Deborah Poynton


Deborah Poynton is a South African painter best known for her monumental, hyper-realistic, hyper-detailed, nude portraits, usually of friends and family. She lives and works in Cape Town.

Early life and education

Born in Durban, South Africa in 1970, her parents founded and ran an anti-apartheid conference centre and died when she was a child. Poynton grew up in South Africa, England, Swaziland and the United States, often moving to different boarding schools.
Poynton knew from the start that she wanted to be an artist. Before returning to South Africa to paint, she attended the Rhode Island School of Design for two years between 1987 and 1989, but did not graduate.

Career

Poynton's paintings are more about the act of looking, of exposing the "trickery" behind traditional artistic practices, than they are windows onto a surreal world.

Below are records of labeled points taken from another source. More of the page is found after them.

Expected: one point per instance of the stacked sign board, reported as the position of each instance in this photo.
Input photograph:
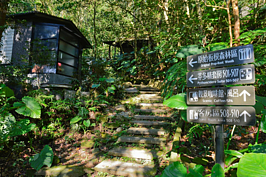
(222, 76)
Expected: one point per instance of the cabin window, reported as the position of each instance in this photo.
(44, 48)
(58, 49)
(68, 54)
(6, 46)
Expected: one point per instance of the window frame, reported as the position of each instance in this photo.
(76, 68)
(45, 39)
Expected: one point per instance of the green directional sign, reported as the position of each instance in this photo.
(238, 115)
(242, 95)
(222, 76)
(220, 58)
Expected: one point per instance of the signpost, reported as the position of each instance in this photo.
(241, 95)
(226, 57)
(226, 115)
(222, 76)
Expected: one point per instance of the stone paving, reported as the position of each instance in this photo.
(148, 131)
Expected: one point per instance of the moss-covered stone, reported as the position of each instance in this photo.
(62, 171)
(87, 144)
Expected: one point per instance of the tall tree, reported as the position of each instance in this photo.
(237, 21)
(3, 12)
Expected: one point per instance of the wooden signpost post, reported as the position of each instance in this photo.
(223, 96)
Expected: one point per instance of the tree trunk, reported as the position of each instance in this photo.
(229, 22)
(3, 12)
(94, 26)
(237, 22)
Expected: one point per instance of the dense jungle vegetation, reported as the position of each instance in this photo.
(174, 30)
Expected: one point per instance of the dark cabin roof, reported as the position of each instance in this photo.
(126, 41)
(45, 18)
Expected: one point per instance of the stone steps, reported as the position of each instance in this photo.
(146, 131)
(151, 110)
(150, 105)
(133, 153)
(135, 90)
(152, 137)
(141, 140)
(149, 117)
(149, 123)
(120, 168)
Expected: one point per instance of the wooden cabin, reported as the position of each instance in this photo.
(52, 46)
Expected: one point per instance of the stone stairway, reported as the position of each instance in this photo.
(142, 146)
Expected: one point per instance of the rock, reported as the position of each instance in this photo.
(86, 144)
(174, 157)
(120, 108)
(62, 171)
(119, 129)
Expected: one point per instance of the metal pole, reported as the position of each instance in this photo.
(219, 145)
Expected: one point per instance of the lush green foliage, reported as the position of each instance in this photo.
(178, 169)
(45, 157)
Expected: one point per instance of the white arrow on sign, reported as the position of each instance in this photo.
(245, 113)
(191, 62)
(245, 94)
(191, 79)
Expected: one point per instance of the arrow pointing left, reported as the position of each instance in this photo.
(245, 94)
(191, 79)
(245, 113)
(191, 62)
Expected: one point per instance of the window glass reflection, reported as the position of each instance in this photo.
(64, 69)
(67, 59)
(68, 48)
(44, 31)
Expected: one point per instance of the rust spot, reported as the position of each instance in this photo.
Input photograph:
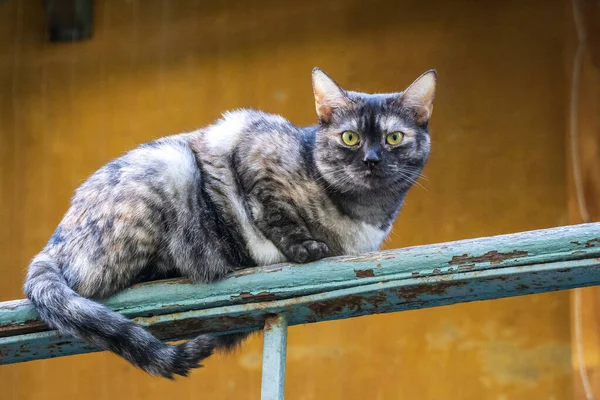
(351, 302)
(413, 292)
(590, 243)
(261, 296)
(364, 273)
(493, 257)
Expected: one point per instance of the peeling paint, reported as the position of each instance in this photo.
(493, 257)
(364, 273)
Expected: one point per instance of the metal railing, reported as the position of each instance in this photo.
(276, 296)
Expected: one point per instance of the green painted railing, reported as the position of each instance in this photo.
(276, 296)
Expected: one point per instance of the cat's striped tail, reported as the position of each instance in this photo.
(68, 312)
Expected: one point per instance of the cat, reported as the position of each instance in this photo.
(251, 189)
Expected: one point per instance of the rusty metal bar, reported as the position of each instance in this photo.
(335, 288)
(274, 352)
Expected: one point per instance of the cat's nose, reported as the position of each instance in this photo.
(371, 160)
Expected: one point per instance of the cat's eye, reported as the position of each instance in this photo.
(394, 138)
(350, 138)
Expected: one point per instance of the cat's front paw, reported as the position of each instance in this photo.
(307, 251)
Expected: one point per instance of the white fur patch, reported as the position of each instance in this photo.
(356, 237)
(223, 137)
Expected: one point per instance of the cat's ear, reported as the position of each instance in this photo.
(419, 96)
(328, 95)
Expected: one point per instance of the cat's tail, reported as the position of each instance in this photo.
(68, 312)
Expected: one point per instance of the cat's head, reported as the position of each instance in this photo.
(367, 142)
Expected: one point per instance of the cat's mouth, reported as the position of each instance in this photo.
(374, 174)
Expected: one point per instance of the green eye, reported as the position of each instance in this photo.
(395, 138)
(350, 138)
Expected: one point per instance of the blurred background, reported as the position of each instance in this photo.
(501, 162)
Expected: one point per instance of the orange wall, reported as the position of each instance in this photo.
(160, 67)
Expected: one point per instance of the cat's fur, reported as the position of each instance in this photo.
(252, 189)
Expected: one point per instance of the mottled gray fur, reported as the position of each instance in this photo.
(251, 189)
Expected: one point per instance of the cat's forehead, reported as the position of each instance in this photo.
(379, 112)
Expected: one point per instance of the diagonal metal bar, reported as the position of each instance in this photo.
(335, 288)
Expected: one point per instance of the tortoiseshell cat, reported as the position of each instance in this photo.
(251, 189)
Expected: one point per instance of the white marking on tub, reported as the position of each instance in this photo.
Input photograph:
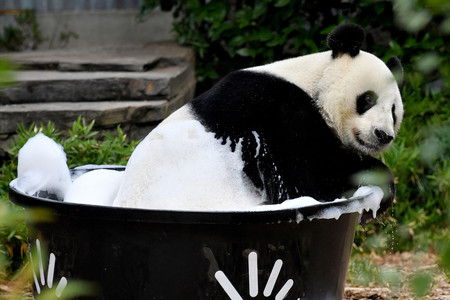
(41, 265)
(258, 143)
(50, 273)
(253, 274)
(227, 286)
(61, 286)
(36, 282)
(231, 291)
(284, 290)
(273, 278)
(51, 270)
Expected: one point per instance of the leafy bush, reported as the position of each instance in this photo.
(82, 146)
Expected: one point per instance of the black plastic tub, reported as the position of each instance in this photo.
(149, 254)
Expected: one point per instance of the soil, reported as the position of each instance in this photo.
(407, 264)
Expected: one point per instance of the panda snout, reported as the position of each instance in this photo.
(383, 137)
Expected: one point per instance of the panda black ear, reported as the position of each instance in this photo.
(346, 39)
(396, 68)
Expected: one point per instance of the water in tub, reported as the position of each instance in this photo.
(174, 186)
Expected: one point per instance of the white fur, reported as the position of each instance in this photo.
(335, 83)
(180, 166)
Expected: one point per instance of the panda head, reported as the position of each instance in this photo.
(358, 94)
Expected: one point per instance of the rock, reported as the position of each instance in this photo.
(135, 87)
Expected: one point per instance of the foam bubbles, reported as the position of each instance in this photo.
(97, 187)
(42, 167)
(366, 198)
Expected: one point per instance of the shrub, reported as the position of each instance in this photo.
(82, 146)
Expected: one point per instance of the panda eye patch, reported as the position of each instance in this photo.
(365, 101)
(393, 114)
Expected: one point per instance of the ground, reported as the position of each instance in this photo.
(407, 265)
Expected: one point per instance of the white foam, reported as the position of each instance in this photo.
(181, 166)
(42, 167)
(97, 187)
(370, 199)
(366, 198)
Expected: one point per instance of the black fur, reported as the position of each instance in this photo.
(346, 39)
(299, 154)
(394, 64)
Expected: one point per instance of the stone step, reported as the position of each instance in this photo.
(136, 118)
(108, 73)
(54, 86)
(134, 58)
(135, 87)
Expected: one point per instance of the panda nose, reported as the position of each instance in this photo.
(383, 137)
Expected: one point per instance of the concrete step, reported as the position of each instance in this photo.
(133, 58)
(137, 118)
(55, 86)
(154, 72)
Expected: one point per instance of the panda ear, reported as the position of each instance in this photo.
(396, 68)
(346, 39)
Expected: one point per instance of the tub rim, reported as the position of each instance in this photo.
(124, 214)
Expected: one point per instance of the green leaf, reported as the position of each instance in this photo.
(246, 52)
(281, 3)
(237, 41)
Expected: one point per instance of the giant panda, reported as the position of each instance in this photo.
(304, 126)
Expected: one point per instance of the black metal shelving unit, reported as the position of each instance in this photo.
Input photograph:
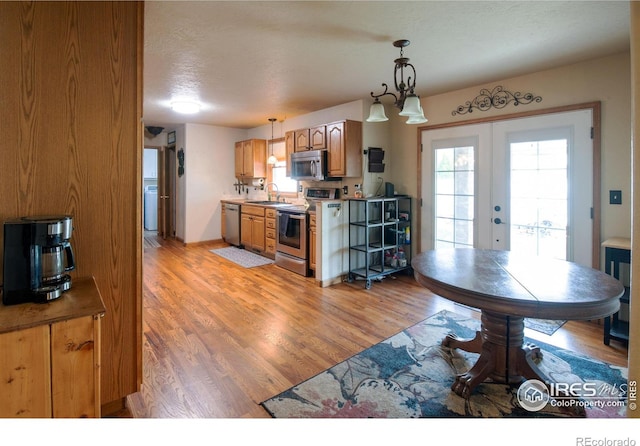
(379, 237)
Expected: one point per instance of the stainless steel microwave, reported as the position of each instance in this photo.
(310, 165)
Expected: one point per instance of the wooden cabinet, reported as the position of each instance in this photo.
(310, 139)
(270, 232)
(312, 242)
(252, 234)
(251, 158)
(344, 146)
(50, 356)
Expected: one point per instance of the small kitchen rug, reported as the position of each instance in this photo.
(410, 374)
(242, 257)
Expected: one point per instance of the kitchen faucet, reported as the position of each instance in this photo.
(269, 193)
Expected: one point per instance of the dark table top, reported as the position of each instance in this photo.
(507, 283)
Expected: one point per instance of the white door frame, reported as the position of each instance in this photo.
(595, 112)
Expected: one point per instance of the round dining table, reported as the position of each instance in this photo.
(506, 288)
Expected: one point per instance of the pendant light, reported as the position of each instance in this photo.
(405, 99)
(272, 159)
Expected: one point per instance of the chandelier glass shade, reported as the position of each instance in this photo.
(404, 98)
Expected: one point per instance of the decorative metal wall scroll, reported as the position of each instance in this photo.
(497, 98)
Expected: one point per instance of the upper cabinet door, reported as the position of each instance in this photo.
(317, 137)
(314, 138)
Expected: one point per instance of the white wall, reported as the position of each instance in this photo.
(606, 80)
(209, 175)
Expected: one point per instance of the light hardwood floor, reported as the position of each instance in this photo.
(219, 339)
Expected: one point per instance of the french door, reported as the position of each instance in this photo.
(524, 185)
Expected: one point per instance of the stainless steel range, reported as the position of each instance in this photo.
(292, 239)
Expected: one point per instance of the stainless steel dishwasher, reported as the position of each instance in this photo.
(232, 223)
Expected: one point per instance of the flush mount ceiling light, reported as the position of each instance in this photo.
(185, 107)
(272, 159)
(405, 98)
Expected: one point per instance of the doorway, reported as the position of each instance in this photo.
(159, 182)
(524, 185)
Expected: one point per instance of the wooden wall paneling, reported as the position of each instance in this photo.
(71, 124)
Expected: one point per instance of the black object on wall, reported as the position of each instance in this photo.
(376, 155)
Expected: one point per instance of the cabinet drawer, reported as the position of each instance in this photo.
(270, 246)
(252, 210)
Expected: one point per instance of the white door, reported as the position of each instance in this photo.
(523, 185)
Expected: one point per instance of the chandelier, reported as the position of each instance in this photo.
(405, 99)
(272, 159)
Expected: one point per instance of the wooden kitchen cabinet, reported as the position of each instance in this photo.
(344, 146)
(312, 242)
(252, 230)
(50, 355)
(314, 138)
(251, 158)
(270, 232)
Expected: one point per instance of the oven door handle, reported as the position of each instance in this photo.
(293, 216)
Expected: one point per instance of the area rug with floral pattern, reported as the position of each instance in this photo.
(410, 375)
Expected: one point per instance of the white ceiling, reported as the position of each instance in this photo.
(248, 61)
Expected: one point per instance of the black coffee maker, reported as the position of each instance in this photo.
(37, 254)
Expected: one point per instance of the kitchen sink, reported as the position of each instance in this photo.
(266, 202)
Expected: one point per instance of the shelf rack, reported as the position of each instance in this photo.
(379, 237)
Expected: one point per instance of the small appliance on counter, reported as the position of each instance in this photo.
(37, 254)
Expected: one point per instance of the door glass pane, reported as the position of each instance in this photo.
(539, 203)
(454, 196)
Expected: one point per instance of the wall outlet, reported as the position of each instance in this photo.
(615, 197)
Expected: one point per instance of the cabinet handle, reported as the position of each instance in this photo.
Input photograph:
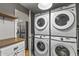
(15, 48)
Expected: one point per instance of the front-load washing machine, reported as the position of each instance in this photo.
(42, 23)
(63, 46)
(41, 46)
(63, 22)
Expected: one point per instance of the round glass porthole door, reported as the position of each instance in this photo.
(62, 51)
(41, 47)
(41, 23)
(62, 19)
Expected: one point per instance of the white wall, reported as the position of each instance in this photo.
(6, 29)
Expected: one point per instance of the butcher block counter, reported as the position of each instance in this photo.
(10, 41)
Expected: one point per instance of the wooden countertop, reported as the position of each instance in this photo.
(10, 41)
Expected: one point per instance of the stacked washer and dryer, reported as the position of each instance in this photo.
(63, 32)
(41, 41)
(63, 40)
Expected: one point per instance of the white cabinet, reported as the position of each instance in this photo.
(13, 50)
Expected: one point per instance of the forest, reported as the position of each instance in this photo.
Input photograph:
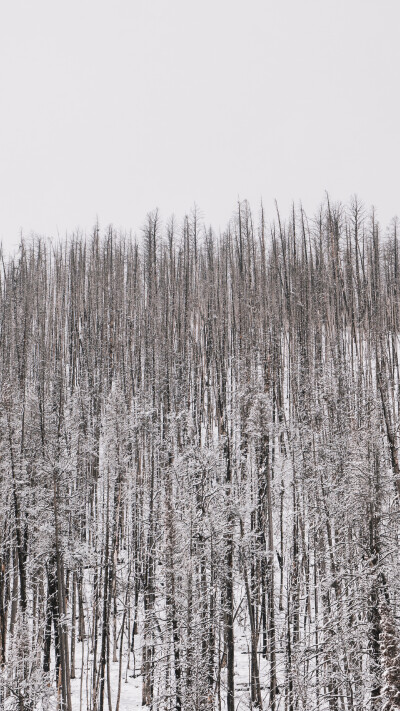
(199, 466)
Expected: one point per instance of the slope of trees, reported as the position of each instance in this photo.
(199, 458)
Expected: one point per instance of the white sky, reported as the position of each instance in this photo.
(111, 108)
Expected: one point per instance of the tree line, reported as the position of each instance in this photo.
(199, 450)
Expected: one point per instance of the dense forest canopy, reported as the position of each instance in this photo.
(199, 472)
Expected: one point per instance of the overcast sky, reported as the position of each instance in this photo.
(112, 108)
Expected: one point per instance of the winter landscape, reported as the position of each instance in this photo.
(199, 478)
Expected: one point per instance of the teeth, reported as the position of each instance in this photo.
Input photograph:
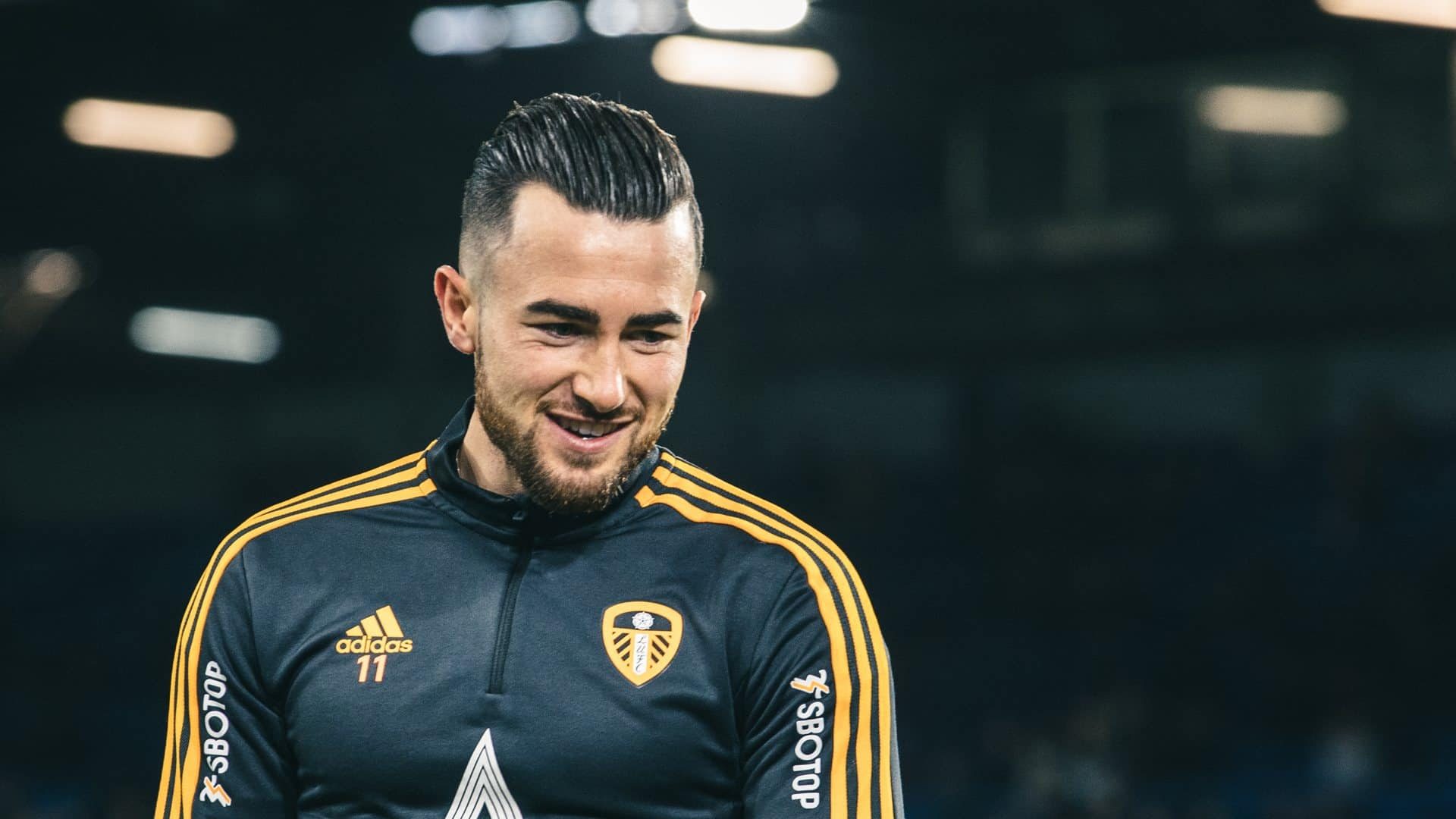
(585, 428)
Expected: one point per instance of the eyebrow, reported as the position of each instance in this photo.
(585, 315)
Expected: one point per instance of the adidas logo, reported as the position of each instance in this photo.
(376, 634)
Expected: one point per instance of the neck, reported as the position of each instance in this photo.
(484, 464)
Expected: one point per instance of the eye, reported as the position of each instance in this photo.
(558, 330)
(650, 337)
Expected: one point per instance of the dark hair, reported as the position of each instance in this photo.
(601, 156)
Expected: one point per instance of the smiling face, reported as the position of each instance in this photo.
(582, 330)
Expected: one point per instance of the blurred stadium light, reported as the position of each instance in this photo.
(475, 30)
(46, 280)
(747, 15)
(617, 18)
(1273, 111)
(53, 275)
(169, 331)
(158, 129)
(1440, 14)
(742, 66)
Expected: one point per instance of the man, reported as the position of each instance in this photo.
(542, 614)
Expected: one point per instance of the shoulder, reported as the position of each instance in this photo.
(398, 482)
(762, 528)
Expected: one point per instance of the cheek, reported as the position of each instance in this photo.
(525, 373)
(657, 378)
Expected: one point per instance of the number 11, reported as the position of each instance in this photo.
(379, 667)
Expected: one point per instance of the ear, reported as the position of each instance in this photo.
(696, 311)
(457, 308)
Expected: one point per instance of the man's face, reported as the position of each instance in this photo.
(582, 338)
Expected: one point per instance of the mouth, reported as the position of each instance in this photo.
(585, 435)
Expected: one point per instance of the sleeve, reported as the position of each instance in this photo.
(817, 719)
(226, 751)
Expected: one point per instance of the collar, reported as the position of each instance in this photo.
(514, 518)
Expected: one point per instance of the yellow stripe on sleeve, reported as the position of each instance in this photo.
(194, 754)
(309, 494)
(884, 704)
(864, 763)
(839, 659)
(178, 773)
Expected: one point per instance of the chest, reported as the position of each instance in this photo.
(603, 686)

By constructing spaces, placing slightly discordant objects amongst seemingly natural landscapes, Poynton creates a tension within her work that is intended to make the viewer uncomfortably aware of the act of perception. While most of her work can be categorized as realism, a few series depart from her usual aesthetic in a more abstract project. Her current exhibition, Scenes of a Romantic Nature, draws on her connection to Germany by referencing the landscape paintings of German artist Caspar David Friedrich.
Her work often conflates tropes from traditional art history, from compositional techniques to poses of her subjects, and the indices of contemporary life to create a sense of chaotic inscrutability; in this way, Poynton creates work which is aesthetically engaging and intellectually confounding. This quality of her work is exemplified in her series Safety & Security, 2006.